La prostitución no era notoria en las calles porque se daba dentro de discretas “casas de citas”, que se distinguían del resto de edificios viejos por sus cortinas altas y sus puertas adornadas meticulosamente. El comercio en La Pilota no fue caracterizado por el intercambio frío e impersonal de favores sexuales de otros distritos rojos, como el de Ámsterdam en Europa.

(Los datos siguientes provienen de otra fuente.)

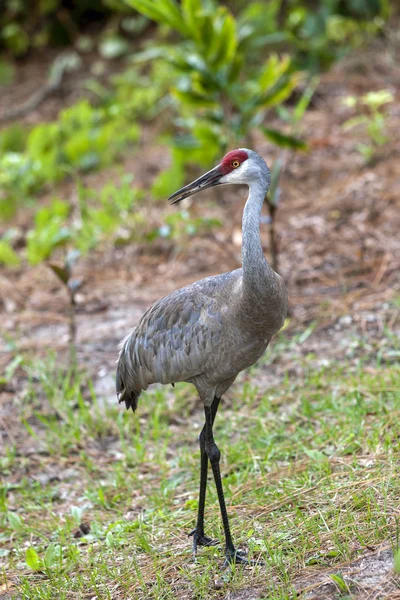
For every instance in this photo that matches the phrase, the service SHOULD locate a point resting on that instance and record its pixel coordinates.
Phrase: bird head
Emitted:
(238, 166)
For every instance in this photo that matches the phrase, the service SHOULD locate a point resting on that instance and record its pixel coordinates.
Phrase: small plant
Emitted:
(61, 229)
(373, 121)
(83, 138)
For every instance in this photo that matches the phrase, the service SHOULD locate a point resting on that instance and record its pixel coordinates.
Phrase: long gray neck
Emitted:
(258, 276)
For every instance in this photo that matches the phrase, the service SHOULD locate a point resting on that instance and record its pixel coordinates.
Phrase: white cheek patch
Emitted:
(237, 175)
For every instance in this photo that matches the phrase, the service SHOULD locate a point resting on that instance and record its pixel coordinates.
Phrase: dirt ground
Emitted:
(338, 230)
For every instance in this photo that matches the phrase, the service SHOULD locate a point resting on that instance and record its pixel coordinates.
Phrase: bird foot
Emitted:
(199, 539)
(236, 557)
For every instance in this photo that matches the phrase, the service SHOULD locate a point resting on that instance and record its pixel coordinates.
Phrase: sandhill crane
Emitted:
(209, 331)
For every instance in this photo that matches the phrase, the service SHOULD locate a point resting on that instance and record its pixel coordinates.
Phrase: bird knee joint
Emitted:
(202, 439)
(213, 453)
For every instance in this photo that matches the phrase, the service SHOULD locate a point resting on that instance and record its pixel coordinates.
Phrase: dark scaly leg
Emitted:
(199, 539)
(213, 453)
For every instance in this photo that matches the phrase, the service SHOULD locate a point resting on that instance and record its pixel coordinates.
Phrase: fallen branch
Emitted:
(62, 64)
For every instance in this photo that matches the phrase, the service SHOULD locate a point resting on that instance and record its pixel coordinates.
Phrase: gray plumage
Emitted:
(209, 331)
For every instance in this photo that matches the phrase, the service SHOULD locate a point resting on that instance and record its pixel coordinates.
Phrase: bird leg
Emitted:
(213, 453)
(199, 539)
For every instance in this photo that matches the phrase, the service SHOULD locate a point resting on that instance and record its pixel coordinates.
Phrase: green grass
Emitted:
(310, 479)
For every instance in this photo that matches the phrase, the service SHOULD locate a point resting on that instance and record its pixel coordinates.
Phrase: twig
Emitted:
(61, 65)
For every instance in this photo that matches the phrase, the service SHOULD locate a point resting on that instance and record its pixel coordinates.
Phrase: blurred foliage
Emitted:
(180, 225)
(372, 120)
(83, 138)
(211, 75)
(97, 217)
(315, 29)
(228, 73)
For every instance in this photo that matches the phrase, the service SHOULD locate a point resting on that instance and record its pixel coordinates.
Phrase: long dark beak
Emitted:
(207, 180)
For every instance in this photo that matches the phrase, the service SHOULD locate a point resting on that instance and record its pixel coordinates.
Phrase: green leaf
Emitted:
(279, 93)
(113, 47)
(16, 522)
(162, 11)
(283, 140)
(63, 273)
(225, 48)
(273, 71)
(339, 581)
(192, 10)
(397, 561)
(169, 180)
(32, 559)
(53, 557)
(305, 100)
(8, 256)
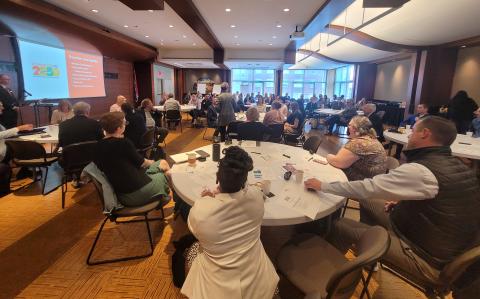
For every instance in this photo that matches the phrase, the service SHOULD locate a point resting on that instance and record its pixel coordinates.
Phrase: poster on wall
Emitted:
(202, 88)
(217, 89)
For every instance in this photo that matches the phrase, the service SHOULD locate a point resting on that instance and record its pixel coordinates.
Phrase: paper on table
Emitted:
(306, 204)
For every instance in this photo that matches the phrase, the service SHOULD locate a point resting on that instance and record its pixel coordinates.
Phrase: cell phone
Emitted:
(203, 154)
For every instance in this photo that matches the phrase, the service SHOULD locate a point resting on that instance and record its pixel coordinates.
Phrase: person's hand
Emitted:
(163, 165)
(389, 205)
(27, 127)
(313, 184)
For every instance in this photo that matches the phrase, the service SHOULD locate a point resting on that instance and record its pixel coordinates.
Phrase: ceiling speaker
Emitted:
(383, 3)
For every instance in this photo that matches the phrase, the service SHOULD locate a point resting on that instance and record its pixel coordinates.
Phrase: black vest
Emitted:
(440, 229)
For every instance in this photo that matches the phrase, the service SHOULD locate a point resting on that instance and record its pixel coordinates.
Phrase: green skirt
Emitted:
(150, 192)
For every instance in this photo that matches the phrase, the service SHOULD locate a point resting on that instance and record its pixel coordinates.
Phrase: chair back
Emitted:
(77, 155)
(173, 115)
(26, 150)
(370, 248)
(277, 132)
(391, 163)
(147, 139)
(312, 144)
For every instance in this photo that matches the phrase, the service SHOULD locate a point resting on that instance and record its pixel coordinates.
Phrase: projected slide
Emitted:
(53, 73)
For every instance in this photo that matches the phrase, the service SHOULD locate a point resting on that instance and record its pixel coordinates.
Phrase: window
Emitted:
(344, 78)
(304, 82)
(251, 80)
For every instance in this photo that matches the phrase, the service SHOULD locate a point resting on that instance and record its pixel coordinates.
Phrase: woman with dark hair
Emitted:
(460, 111)
(294, 120)
(135, 180)
(232, 262)
(136, 125)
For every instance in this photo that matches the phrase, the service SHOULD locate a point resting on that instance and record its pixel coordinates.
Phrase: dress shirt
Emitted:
(410, 181)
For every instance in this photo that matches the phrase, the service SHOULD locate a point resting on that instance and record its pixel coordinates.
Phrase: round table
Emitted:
(269, 158)
(183, 108)
(464, 146)
(49, 136)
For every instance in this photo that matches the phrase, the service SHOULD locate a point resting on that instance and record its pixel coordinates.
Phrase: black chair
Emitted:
(74, 158)
(31, 154)
(277, 133)
(122, 213)
(147, 142)
(320, 270)
(312, 144)
(174, 116)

En una ciudad como Buenaventura, con raíces africanas e impregnada de puritanismo católico, La Pilota era el único espacio destinado para los pecadores públicos, de la misma forma que lo es el Mardi Gras en los Estados Unidos y las festividades en otros sitios católicos, como los carnavales caribeños y brasileños, donde se abren espacios temporales para vencer las inhibiciones emocionales y sexuales. El sentimiento de carnaval permanente fluía a través de ese lugar, como The French Quarter en Nueva Orleáns, o Place Pigalle en París, donde los hombres van a bailar, asisten a los espectáculos y posteriormente se encuentran con sus “enamoradas”. Muchos profesionales y paisas conservadores (a quienes el pueblo admiraba y respetaba) y algunos mulatos eran clientes asiduos de La Pilota, y algunos llegaron al punto de tener relaciones serias con las cortesanas. Algunas de estas relaciones terminaron en matrimonio y algunos hombres casados hasta dejaron su hogar para irse a vivir con una prostituta. Con el tiempo, estas mujeres eran finalmente aceptadas, ocultaban cuidadosamente su pasado y asumían el título de “doña o señora”, que las legitimaba como mujeres respetables y aceptadas por la sociedad. Aunque parezca mentira, casi ninguna de las mujeres que trabajaban allí eran originarias de Buenaventura; la mayoría de ellas provenía de familias estrictamente católicas del interior del país. Muchas de ellas cayeron en el oficio después de haber sido repudiadas y lanzadas a la calle por sus familias por haber perdido la virginidad antes del matrimonio. Ya no eran candidatas para merecer un “buen partido” como esposo y eran causa de vergüenza pública para sus familias.